Additionally, Eritrean church leaders have suggested that many flee persecution as at least 1,500 Christians are imprisoned because of their faith in Eritrea.

Some rights groups say as many 3,000 Eritrean Christians may be held in detention centers, ranging from police prisons and military jails to even shipping containers.

Since 2002 Eritrea only allows the Eritrean Orthodox Church, the Lutheran Church, the Roman-Catholic Church and Islamic groups to operate officially, although church leaders of these traditional denominations have also complained about harassment.

CHRISTIANS KILLED

In Nigeria meanwhile Christians have been killed in attacks linked to militants seeking to impose Sharia, or Muslim, law.

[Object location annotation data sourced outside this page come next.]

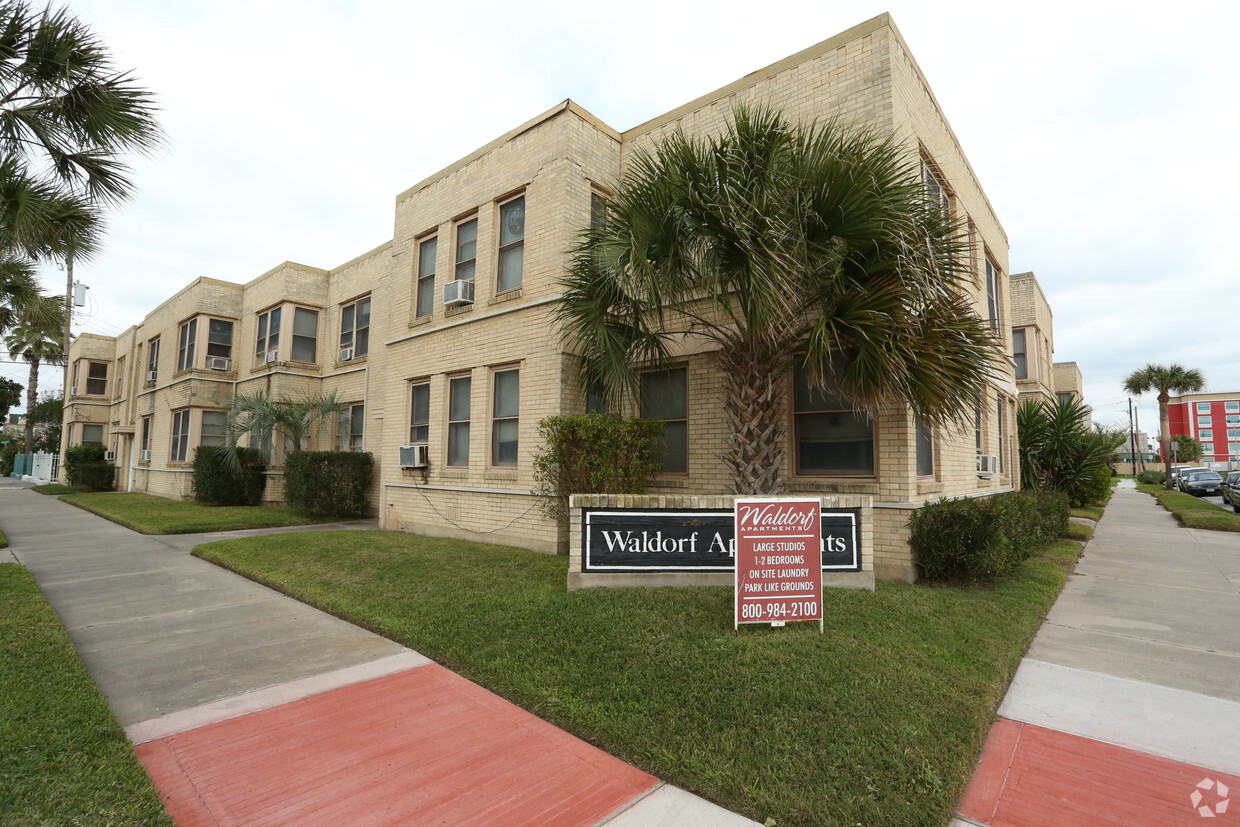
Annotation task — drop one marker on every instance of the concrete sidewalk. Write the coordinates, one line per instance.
(1126, 709)
(249, 707)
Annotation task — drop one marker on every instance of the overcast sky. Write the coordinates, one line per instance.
(1104, 135)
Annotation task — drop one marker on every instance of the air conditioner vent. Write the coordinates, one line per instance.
(413, 456)
(458, 293)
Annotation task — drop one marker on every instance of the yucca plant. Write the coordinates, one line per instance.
(783, 244)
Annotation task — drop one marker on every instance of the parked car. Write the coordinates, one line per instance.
(1231, 490)
(1183, 474)
(1202, 484)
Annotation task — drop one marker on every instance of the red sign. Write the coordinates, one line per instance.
(779, 561)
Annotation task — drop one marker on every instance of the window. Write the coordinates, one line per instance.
(268, 334)
(419, 413)
(512, 243)
(505, 423)
(212, 432)
(925, 448)
(936, 191)
(97, 378)
(664, 396)
(153, 360)
(458, 420)
(220, 337)
(598, 211)
(185, 345)
(355, 326)
(466, 249)
(831, 438)
(180, 435)
(595, 398)
(305, 334)
(425, 299)
(992, 293)
(352, 427)
(1018, 355)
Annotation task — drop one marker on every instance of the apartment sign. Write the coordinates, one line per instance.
(778, 543)
(696, 539)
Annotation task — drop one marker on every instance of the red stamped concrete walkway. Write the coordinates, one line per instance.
(423, 747)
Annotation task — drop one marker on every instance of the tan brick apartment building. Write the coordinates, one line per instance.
(471, 376)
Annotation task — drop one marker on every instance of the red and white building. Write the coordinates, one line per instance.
(1214, 420)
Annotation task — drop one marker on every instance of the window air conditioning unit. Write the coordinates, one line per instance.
(413, 456)
(458, 293)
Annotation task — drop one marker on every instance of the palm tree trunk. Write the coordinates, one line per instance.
(1164, 433)
(753, 398)
(31, 399)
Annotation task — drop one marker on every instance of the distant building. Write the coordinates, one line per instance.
(1214, 420)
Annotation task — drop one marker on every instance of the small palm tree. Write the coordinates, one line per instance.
(262, 418)
(783, 246)
(36, 336)
(1167, 381)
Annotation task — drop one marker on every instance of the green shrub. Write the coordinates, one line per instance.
(228, 476)
(77, 455)
(985, 537)
(330, 484)
(594, 454)
(97, 476)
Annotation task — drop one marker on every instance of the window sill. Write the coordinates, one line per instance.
(507, 295)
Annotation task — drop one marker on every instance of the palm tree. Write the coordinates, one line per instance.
(783, 246)
(1167, 381)
(36, 336)
(262, 418)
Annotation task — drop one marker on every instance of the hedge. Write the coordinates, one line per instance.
(330, 484)
(228, 476)
(985, 537)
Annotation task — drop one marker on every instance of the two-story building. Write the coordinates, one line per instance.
(444, 337)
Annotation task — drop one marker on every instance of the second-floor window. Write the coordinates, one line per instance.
(425, 298)
(512, 243)
(268, 332)
(220, 339)
(97, 378)
(355, 327)
(185, 342)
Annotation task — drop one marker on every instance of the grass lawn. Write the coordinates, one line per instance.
(1193, 512)
(876, 722)
(151, 515)
(65, 758)
(56, 487)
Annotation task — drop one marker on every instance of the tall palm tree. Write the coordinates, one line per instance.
(1167, 381)
(783, 244)
(36, 336)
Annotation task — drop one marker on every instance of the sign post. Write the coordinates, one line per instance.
(779, 573)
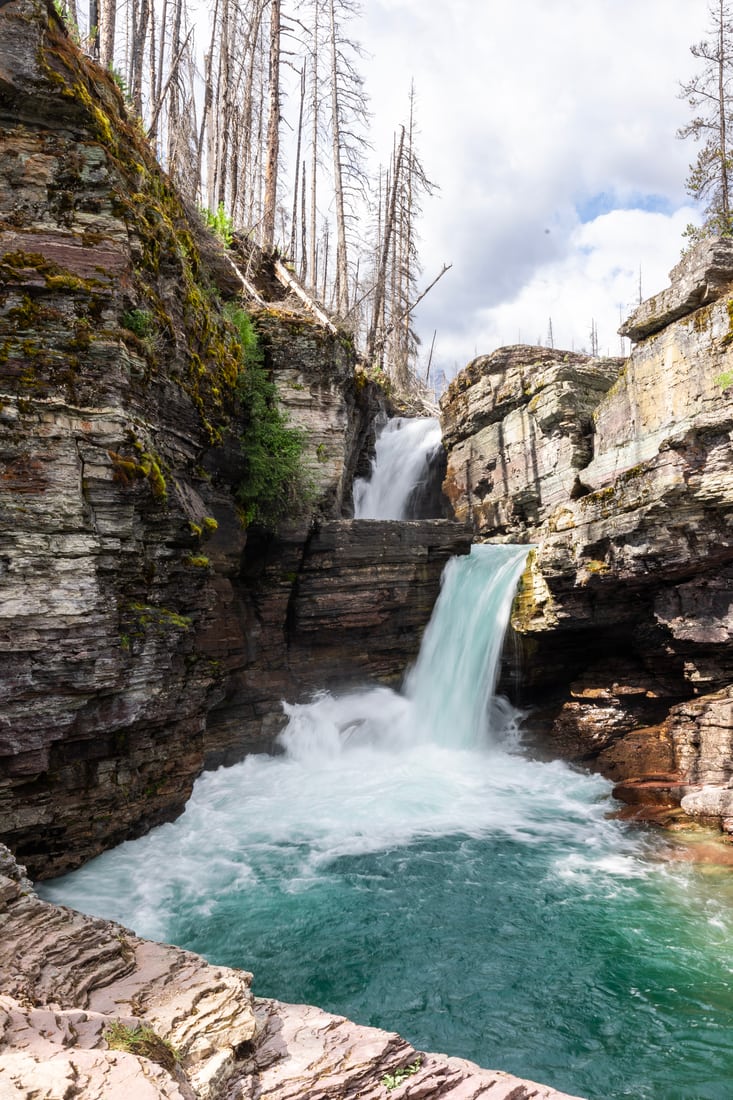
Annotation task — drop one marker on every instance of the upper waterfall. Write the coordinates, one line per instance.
(402, 461)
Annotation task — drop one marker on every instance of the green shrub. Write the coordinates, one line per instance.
(220, 223)
(274, 483)
(142, 1041)
(394, 1080)
(139, 321)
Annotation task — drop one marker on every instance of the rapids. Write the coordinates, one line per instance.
(404, 864)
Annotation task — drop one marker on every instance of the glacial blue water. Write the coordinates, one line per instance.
(405, 864)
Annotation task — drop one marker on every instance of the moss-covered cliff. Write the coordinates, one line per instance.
(144, 631)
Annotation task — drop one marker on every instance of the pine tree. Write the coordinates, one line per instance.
(710, 95)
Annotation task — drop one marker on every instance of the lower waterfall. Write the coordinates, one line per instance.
(405, 864)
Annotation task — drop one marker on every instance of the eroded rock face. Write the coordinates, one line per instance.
(624, 612)
(143, 633)
(75, 989)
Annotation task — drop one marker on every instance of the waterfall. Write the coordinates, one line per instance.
(452, 682)
(402, 460)
(402, 864)
(447, 694)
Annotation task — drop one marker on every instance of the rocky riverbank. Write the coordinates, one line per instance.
(89, 1010)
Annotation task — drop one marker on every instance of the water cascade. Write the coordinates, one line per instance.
(404, 864)
(402, 460)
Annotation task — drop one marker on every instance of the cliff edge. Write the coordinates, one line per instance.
(621, 474)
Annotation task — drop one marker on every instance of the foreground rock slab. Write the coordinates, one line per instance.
(305, 1054)
(91, 1011)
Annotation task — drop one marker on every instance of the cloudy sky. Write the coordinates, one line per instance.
(550, 129)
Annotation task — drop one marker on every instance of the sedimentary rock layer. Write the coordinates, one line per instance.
(143, 631)
(622, 475)
(87, 1009)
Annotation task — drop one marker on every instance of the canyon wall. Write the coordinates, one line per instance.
(144, 631)
(621, 473)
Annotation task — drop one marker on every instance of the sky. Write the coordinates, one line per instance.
(550, 129)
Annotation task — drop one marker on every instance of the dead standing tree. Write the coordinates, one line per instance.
(709, 92)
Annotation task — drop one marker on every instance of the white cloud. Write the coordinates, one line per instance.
(529, 111)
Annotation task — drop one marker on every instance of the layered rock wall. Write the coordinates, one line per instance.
(143, 631)
(625, 611)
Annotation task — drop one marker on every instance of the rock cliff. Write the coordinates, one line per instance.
(144, 633)
(89, 1010)
(621, 473)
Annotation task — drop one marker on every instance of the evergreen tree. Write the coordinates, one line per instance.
(709, 94)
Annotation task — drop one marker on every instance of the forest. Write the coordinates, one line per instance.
(259, 112)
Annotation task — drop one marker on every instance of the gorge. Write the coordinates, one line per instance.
(391, 861)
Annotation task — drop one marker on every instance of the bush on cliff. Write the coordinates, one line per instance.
(275, 483)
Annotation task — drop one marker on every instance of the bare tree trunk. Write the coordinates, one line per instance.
(304, 253)
(294, 222)
(94, 29)
(315, 118)
(341, 257)
(722, 102)
(140, 28)
(107, 26)
(205, 132)
(386, 241)
(272, 154)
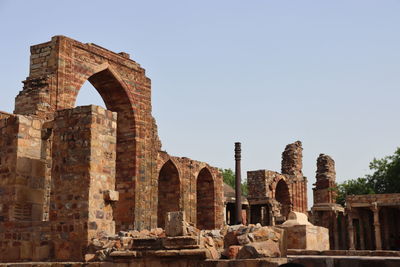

Last week, police in northern Nigeria said they detained suspected Islamic militants who allegedly killed a Pentecostal pastor, his assistant, and at least 10 other people in attacks on churches and other targets.

SYMBOLIC GESTURE

Poland said its decision to grant asylum to at least some people, was a gesture of symbolic support for troubled Christian minorities in the region."Poland looks after the rights of Christians in the world. This is our gesture of solidarity with persecuted Christians," Foreign Minister Radek Sikorski told the refugees as they prepared to board the plane to Poland a day earlier.

"Poland was not a colonial country, so there is no tradition of multi-ethnicity. But as a symbolic expression of our solidarity I'll take today over a dozen refugees who found themselves in camps in your country," Sikorski also said at a press conference in Tunis, Thursday, June 16, after talks with Prime Minister Bedji Kaid Essebsi.

The move comes shortly before Poland takes over the European Union presidency from Hungary, which has also expressed concerns about persecuted Christians.

Poland and Hungary along with Italy and France urged the EU this year to help prevent more attacks against Christians.In a letter, the foreign ministers of the four EU nations asked the bloc's Foreign Policy Chief, Catherine Ashton, to take up the issue of anti-Christian violence.

FLEEING HOMELAND

The Christians arriving in Poland fled their homelands and found asylum first in Libya and then Tunisia, Polish officials said.

Poland said it was also granting them asylum to help Tunisia which is struggling to cope with a rising number of refugees fleeing the civil war in neighboring Libya.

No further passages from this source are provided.